What's changed since 2014

Surface Book 2

Surface Book 2 (Image credit: Windows Central)

The reason for this history lesson is simple: All the products and services that Microsoft is cutting back on or removing come from the Ballmer era.

Quoting Kylo Ren from Star Wars: The Last Jedi (2017) "Let the past die. Kill it, if you have to..." seems to be the mantra for Microsoft. That does not, however, mean there is no vision for the future.

Under CEO Satya Nadella – love him or hate him – the company is taking a much more conservative approach to product launches. No longer are we seeing little side projects creep out to the market with only middling support and enthusiasm.

This has never been more clear than with Surface and Xbox. Whenever I hear that Microsoft doesn't care about consumers, or they're turning into IBM, I look at those programs. Both have flourished since 2014, and we do not see the Surface team commit to new hardware unless they have complete faith in its success. Surface Pro, Surface Laptop, Surface Book, Surface Hub and Surface Studio are all very well-received, supported, and endorsed products. Xbox One S and Xbox One X – and the related Xbox Gold service – are doing very well for Microsoft too. And they're consumer products.

In late 2017, Xbox and gaming became so important Phil Spencer, Microsoft's Xbox chief, took a seat at the leadership level in the company. Why? The gaming division is now focused, turning profit, and there is a vision of accountability. As a result, Nadella now boasts about how important gaming is to Microsoft's future. None of that is new as Nadella in 2015 stated, "We will pursue our gaming ambition as part of this broader vision for Windows and increase its appeal to consumers."

Compare how those products feel to Microsoft Band, or even Windows phones, and it's vastly different.

These cuts, while unpleasant for fans, are necessary. Many have argued that the company was stretching itself too far and too thin in already competitive markets and even the fans lambasted the company for poor marketing and support, such as Groove Music.

That is not to say everything is perfect now. Looking at the Harmon Kardon Invoke ring bells of Microsoft Band-era launches, unfortunately.

Where Microsoft still fails

The most significant problem Microsoft faces in the consumer space is not this continued retrenchment, but the lack of heads-up to its core base of users.

Kinect, Band, even phone could all be discontinued, but without any hint that something better is coming down the line, that's a very unpleasant experience for users.

I have every reason to believe that Microsoft will have a solution to the lack of voice-control options for the Xbox One likely this year, for example, but that's insider baseball. Consumers don't know this. They just see there is no Kinect, there's nothing to replace it, and there are zero hints that Microsoft is concerned.

This strategy of just cutting products may be necessary, but the way in which Microsoft handles it is terrible. Even with Mobile, while Nadella has dropped hints of a return to the mobile space, the comments are too opaque for consumers to get excited.

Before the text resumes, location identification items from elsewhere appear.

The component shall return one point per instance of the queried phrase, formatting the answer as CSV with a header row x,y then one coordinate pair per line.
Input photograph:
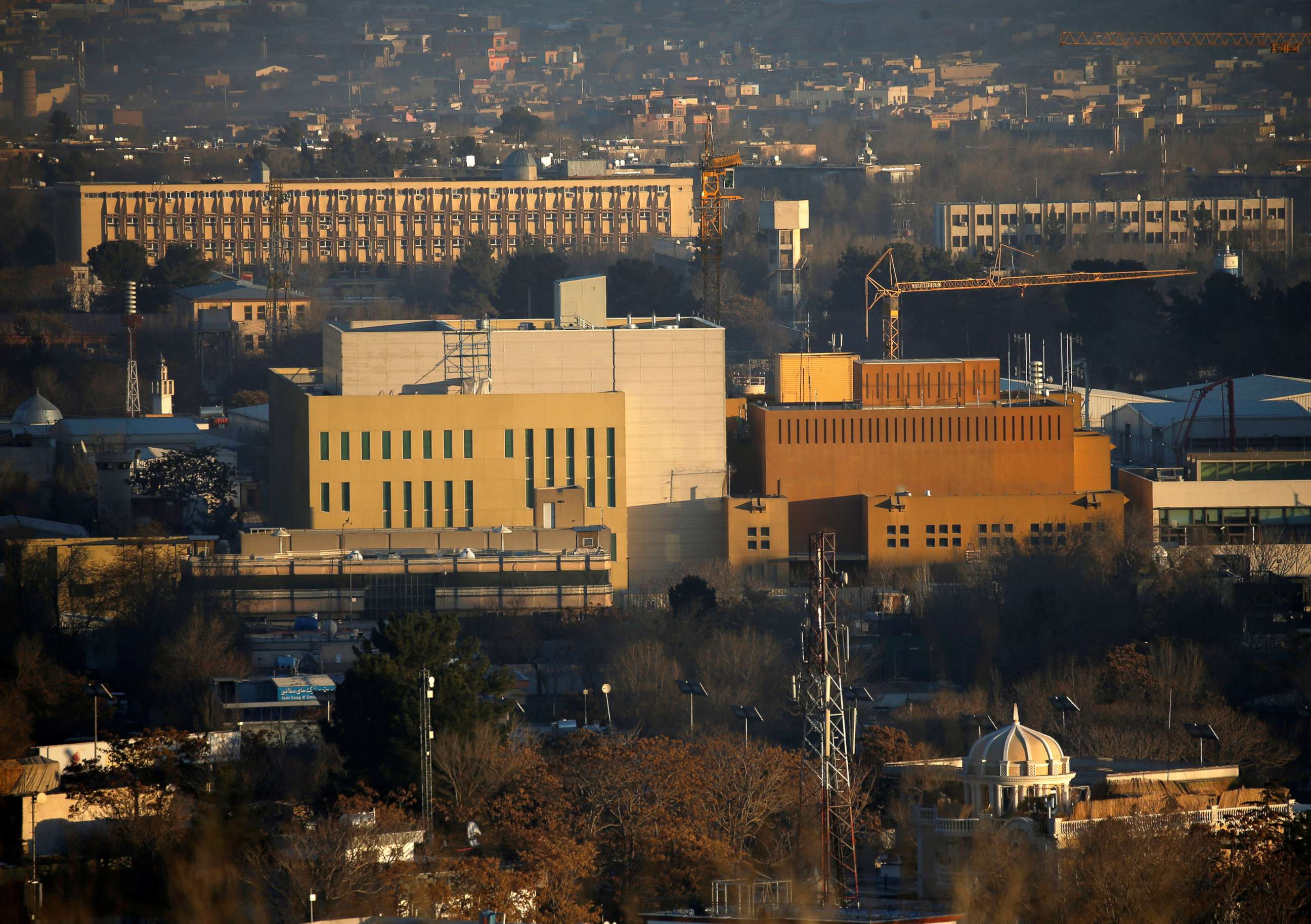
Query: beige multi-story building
x,y
631,409
362,223
1264,223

Another example is Groove and Spotify. Maybe the two companies are indeed working on a co-strategy where we'll see Spotify effectively replace Groove for consumers throughout that Windows ecosystem. That'd be amazing. But with Groove now gone, and that hypothetical situation not yet a reality, the pain for consumers is palpable.

When core fans retreat and say they're done with Microsoft, it is hard to blame them for feeling screwed. This is the part where busting out idioms like "to make an omelet you have to crack a few eggs" comes in, but that is hardly a satisfying answer if you're invested in Redmond.

Towards a stable future

MS logo

MS logo (Image credit: Daniel Rubino / Windows Central)

If there is good news to any of this it is that going forward, hardware and services that come out from Microsoft will be of a different form than the Ballmer era.

Microsoft internally is working more coherently and more focused. Over the summer, during my tour of the Surface lab, Surface head Panos Panay gushed about how the latest Surface Pro is the first device that his team was able to collaborate on with the Windows, Office, and OneNote teams. They expect much more of that going forward, but it was only due to the massive internal shift at the company that it could finally happen.

Even Windows Mixed Reality, which is still in its infancy, feels like a concerted effort from the company. It may still be niche, but you can't say Microsoft cut corners to make it all happen.

Phil Spencer

Phil Spencer (Image credit: Windows Central)

This symmetry and symbiosis is an ongoing project for Microsoft, but the result is devices and experiences – like Surface Laptop, Surface Book 2, and Xbox One X – that stand on their own.

Fewer, but stronger product lines versus many, but weaker ones. That's the difference now and it's an important distinction.

Going forward into 2018, we'll see more of this with Windows Core OS and other new products. For now, though, expect more of the same. There will be fewer products and services, but the ones that remain or launch will be treated as real company launches and not side projects.

Daniel Rubino
Executive Editor

Daniel Rubino is the Executive Editor of Windows Central, head reviewer, podcast co-host, and analyst. He has been covering Microsoft here since 2007, back when this site was called WMExperts (and later Windows Phone Central). His interests include Windows, Microsoft Surface, laptops, next-gen computing, and arguing with people on the internet.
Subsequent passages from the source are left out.